Table of Contents
I. Introduction
• The four decades of studying HIV
• The progress in making HIV manageable
II. Screening Landscape
• Introduction of 4th generation screening test
• Window period of different screening tests
• Confirmatory tests for HIV
III. Treatment Landscape
• Multiclass combination products
• Nucleoside Reverse Transcriptase Inhibitors (NRTIs)
• Nonnucleoside Reverse Transcriptase Inhibitors (NNRTIs)
• Protease Inhibitors (PIs)
• Fusion Inhibitors
• Entry Inhibitors – CCR5 co-receptor antagonist
• HIV integrase strand transfer inhibitors
• Pre-Exposure Prophylaxis (PrEP)
IV. Conclusion
By 2020, the scientific community would have spent four decades of studying Human Immunodeficiency Virus (HIV). It is essential to accept and appreciate the scientific community that has worked tirelessly to make HIV as a manageable illness. HIV/AIDS, surrounded by myths and unwarranted fears, absorbed a lot of attention from both the media and the scientific community. From being conceived as a gay man’s disease, HIV had it all through the epidemic in the 1980s. It took extensive efforts from both regulators and researchers to debunk all the myths surrounding the infection in the last four decades. The rapid progress occurring in respect to screening techniques and treatment options continues to be a source of confusion even among some medical practitioners. Outdated information available on the internet only adds to more confusion. In the last two decades, as evidenced by numbers from UNAIDS, the new infection rates have come down by almost half from 3.2 million new cases every year to 1.8 new million cases in 2017. In combating HIV/AIDS, both screening tests and treatment options play an important role. Mybiosource Blog takes pride in presenting the most accurate/updated information related to screening and treatment options in this series of articles related to Human Immunodeficiency Virus (HIV).
Screening Landscape
The 4th generation screening test was introduced in the early 90s and the test screens for both antigens and antibodies related to HIV. Referred as p24 antigen tests, or combined antibody/antigen tests, the assay is efficient just after two to three weeks of exposure. The third-generation antibody tests have an average window period of 25 days, On the other hand, the average window period for p24 antigen tests is only 16 days. Only nucleic acid tests have lesser window period compared with p24 antigen tests. However, despite higher sensitivity and specificity, nucleic acids tests are not often used as frontline screening tests as its costly and almost impossible for mass usage. Therefore, along with western blotting, nucleic acid tests are used as confirmatory tests for HIV in laboratory settings. The Centres for Disease Control and Prevention (CDC) has set a waiting period, or a window period of 45 days for p24 antigen tests approved by the food and drug administration (FDA). For other tests, the CDC recommends a window period of 90 days, i.e., results are conclusive only after 90 days. Western blotting, Indirect fluorescent Antibody tests, and RNA tests are mostly seen as confirmatory tests. These tests are not only expensive but also would require technical expertise to carry out the assay. While Western blotting and Indirect fluorescent antibody tests are focused on detecting HIV antibodies, RNA tests (also referred as nucleic acid tests) are focused on identifying the genetic material of the virus.
Treatment Landscape
The treatment landscape also has seen significant changes in the last four decades. The FDA site, updated on April 12, 2018, shows seven major classes of drugs used in the treatment of HIV infection.

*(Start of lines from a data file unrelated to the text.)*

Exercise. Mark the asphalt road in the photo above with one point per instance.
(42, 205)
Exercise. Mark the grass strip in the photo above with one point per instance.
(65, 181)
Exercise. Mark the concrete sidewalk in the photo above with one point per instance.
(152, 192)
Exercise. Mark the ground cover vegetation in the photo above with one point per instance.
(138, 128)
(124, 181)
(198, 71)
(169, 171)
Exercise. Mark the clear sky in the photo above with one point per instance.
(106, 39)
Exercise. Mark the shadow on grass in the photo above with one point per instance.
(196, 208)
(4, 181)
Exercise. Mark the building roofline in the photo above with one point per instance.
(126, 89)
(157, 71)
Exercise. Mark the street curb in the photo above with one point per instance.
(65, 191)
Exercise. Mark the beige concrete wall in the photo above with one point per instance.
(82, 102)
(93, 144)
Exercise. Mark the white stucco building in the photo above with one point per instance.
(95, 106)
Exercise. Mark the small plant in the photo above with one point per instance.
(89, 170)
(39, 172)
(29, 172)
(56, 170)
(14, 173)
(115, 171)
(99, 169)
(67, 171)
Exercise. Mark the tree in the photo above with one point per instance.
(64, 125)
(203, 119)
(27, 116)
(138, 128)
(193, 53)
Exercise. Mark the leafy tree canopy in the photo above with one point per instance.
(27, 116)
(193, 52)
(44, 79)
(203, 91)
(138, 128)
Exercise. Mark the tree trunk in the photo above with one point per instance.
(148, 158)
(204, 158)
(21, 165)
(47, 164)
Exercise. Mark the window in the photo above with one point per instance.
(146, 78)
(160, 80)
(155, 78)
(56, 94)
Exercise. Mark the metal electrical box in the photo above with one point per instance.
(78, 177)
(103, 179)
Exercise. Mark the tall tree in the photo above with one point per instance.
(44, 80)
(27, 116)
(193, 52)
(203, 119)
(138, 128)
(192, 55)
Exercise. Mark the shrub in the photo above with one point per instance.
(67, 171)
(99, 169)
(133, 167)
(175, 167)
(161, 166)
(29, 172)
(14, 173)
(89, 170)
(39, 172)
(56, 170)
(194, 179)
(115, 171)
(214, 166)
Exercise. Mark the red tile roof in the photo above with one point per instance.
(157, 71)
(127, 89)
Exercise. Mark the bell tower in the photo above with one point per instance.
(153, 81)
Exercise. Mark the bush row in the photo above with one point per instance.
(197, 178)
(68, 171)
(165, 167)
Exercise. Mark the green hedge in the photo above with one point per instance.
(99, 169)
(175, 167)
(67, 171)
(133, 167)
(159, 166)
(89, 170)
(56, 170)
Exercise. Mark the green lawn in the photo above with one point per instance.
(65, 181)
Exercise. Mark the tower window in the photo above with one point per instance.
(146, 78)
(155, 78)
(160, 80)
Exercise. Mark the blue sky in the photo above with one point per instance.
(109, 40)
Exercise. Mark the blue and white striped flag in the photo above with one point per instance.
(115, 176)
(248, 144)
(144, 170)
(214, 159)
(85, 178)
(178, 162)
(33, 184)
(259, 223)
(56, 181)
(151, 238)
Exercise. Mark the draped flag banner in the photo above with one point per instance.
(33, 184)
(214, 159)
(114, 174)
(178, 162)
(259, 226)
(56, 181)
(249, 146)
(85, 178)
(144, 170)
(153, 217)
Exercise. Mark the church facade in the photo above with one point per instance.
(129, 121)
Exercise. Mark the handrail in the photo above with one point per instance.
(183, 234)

- Multiclass combination products
Combination of drugs from two different drug classes to inhibit viral replication in the human body are referred to as multiclass combination products. Combination products, though it offers the convenience of a single tablet per day, is not for everyone and is usually prescribed for people who start HIV treatment. For more about Multiclass combination products.
- Nucleoside Reverse Transcriptase Inhibitors (NRTIs)
Also known as Nucleoside analogs, NRTIs are the class of drugs that prevents/blocks reverse transcriptase from making copies of HIV. First approved in 1987, nearly 13 NRTI drugs are available in the market for treating HIV. For more about Nucleoside Reverse Transcriptase Inhibitors (NRTIs).
- Nonnucleoside Reverse Transcriptase Inhibitors (NNRTIs)
Also known as non-nukes, NNRTIs blocks RNA from converting into DNA by attaching themselves to reverse transcriptase enzyme. As a result, HIV’s genetic material is not incorporated into host cell’s genetic material, thereby preventing viral replication. For more about Nonnucleoside Reverse Transcriptase Inhibitors (NNRTIs).
- Protease Inhibitors (PIs)
Class of drugs that act on the viral enzyme protease responsible for assembling new virus particles. Blocking the activity of protease slows production and release of new viral particles that infect immune cells. For more about Protease Inhibitors.
- Fusion Inhibitors
Class of antivirals, when taken in combination with other antivirals, slows down the replication of HIV within the human body. Currently, enfuvirtide (also known as T-20) is the only FDA approved Fusion Inhibitor available in the market. For more about Fusion Inhibitors.
- Entry Inhibitors – CCR5 co-receptor antagonist
CCR5 co-receptor antagonist is the newest class of antiretroviral drugs approved for HIV treatment and acts by inhibiting the HIV protein integrase from inserting the viral DNA genome into the host cell’s chromatin. For more about CCR5 co-receptor antagonist.
- HIV integrase strand transfer inhibitors
The FDA approved three new drugs under this latest class of antiretroviral since 2010: dolutegravir, elvitegravir, and raltegravir. These drugs inhibit/blocks the HIV protein integrase from aiding in the insertion of the viral DNA genome into the host cell’s chromatin. For more about HIV integrase strand transfer inhibitors.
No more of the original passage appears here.